Per IAL Sardegna, la partecipazione a Sardegna Salute si inserisce in un lavoro più ampio di connessione tra inclusione, servizi, competenze, orientamento e reti territoriali, in collaborazione con istituzioni pubbliche e soggetti del territorio. Questa è una deduzione coerente con la natura del progetto e con il ruolo attribuito a IAL nel partenariato.
Cosa fa il progetto
Sardegna Salute interviene su più livelli, con l’obiettivo di migliorare non solo l’accesso ai servizi sanitari, ma anche il coordinamento tra i soggetti coinvolti e la capacità del sistema regionale di riconoscere e gestire precocemente le situazioni di vulnerabilità.
Le attività si articolano in sei aree di intervento:
1. Governance regionale e territoriale
Il progetto prevede la definizione di strumenti condivisi tra Regione, ASL e attori del territorio, attraverso Piani Attuativi Aziendali e tavoli di coordinamento regionali e territoriali, per rendere più omogenee le procedure e le modalità di presa in carico.
2. Unità mobili multidisciplinari
Sono previste unità mobili di supporto per raggiungere strutture di accoglienza e servizi territoriali, offrendo interventi sanitari, individuazione precoce delle vulnerabilità e orientamento verso i servizi specialistici.

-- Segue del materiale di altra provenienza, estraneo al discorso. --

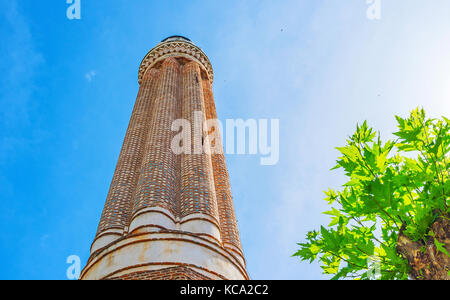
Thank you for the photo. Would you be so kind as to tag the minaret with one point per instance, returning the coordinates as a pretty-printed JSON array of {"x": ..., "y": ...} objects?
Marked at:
[{"x": 169, "y": 215}]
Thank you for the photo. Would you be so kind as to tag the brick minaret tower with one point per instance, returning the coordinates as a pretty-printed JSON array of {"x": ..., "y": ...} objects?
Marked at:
[{"x": 168, "y": 215}]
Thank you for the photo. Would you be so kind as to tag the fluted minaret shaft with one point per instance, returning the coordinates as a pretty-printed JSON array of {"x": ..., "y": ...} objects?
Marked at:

3. Mediazione linguistico-culturale
Il progetto rafforza i servizi di mediazione linguistico-culturale, fondamentali per migliorare la comunicazione tra servizi sanitari e utenti stranieri, facilitare l’accesso alle cure e rendere più comprensibili procedure e documenti.

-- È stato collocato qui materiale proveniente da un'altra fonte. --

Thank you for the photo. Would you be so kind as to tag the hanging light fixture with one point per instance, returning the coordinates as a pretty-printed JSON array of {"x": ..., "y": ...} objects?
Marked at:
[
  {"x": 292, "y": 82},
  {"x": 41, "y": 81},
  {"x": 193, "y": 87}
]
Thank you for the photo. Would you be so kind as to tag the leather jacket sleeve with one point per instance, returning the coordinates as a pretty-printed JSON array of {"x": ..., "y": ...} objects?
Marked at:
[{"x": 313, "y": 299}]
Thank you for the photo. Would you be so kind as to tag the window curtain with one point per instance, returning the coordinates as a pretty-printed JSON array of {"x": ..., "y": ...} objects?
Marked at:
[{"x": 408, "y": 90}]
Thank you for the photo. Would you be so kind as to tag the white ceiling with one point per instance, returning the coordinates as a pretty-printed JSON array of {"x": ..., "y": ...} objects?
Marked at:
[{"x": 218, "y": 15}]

4. Formazione degli operatori
Una parte importante del progetto è dedicata alla formazione degli operatori sanitari e del Terzo settore, per rafforzare le competenze necessarie alla presa in carico di persone vulnerabili nei contesti dell’accoglienza e dei servizi territoriali.
5. Ricerca e analisi dei bisogni
Il progetto comprende anche una ricerca regionale finalizzata a mappare i servizi esistenti, individuare buone pratiche e rilevare i bisogni sanitari e formativi delle strutture di accoglienza, delle ASL e dei destinatari.
6. Interventi per i casi più vulnerabili
È prevista una sperimentazione dedicata alle situazioni più complesse, con particolare attenzione a donne, minori e persone altamente traumatizzate, anche attraverso servizi specifici e supporto multidisciplinare per la certificazione medico-legale nell’ambito del diritto d’asilo.
A chi si rivolge
Il progetto si rivolge a richiedenti asilo e titolari di protezione internazionale, compresi i minori stranieri non accompagnati, presenti in Sardegna e nei sistemi di accoglienza del territorio. Alcune azioni operative attivate dalla Regione hanno riguardato in particolare gli ospiti dei Centri di Accoglienza Straordinaria (CAS), con l’obiettivo di favorire la presa in carico sanitaria, migliorare l’accesso ai servizi e garantire l’accesso alle visite specialistiche.
Perché è importante
Sardegna Salute affronta un punto decisivo che troppo spesso viene trattato in modo marginale: la salute come condizione concreta di inclusione. Senza accesso ai servizi, senza mediazione, senza presa in carico precoce e senza coordinamento tra sanità, accoglienza e territorio, l’inclusione resta una formula vuota. Questa impostazione emerge in modo chiaro sia dalla descrizione ufficiale del progetto sia dagli obiettivi definiti dalla Regione.
Il valore del progetto sta proprio qui: costruire un modello più strutturato, capace di tenere insieme salute, dignità della persona, prossimità dei servizi e responsabilità condivisa tra istituzioni e partner territoriali.
L’impegno di IAL Sardegna
All’interno di questo percorso, IAL Sardegna contribuisce alla realizzazione di un progetto che mette in relazione tutela della salute, inclusione, formazione degli operatori e rafforzamento delle reti territoriali. La presenza di IAL nel partenariato conferma una linea di lavoro orientata a sostenere interventi integrati, nei quali i servizi alle persone si costruiscono attraverso la collaborazione tra istituzioni pubbliche, sistema sociosanitario e soggetti del privato sociale.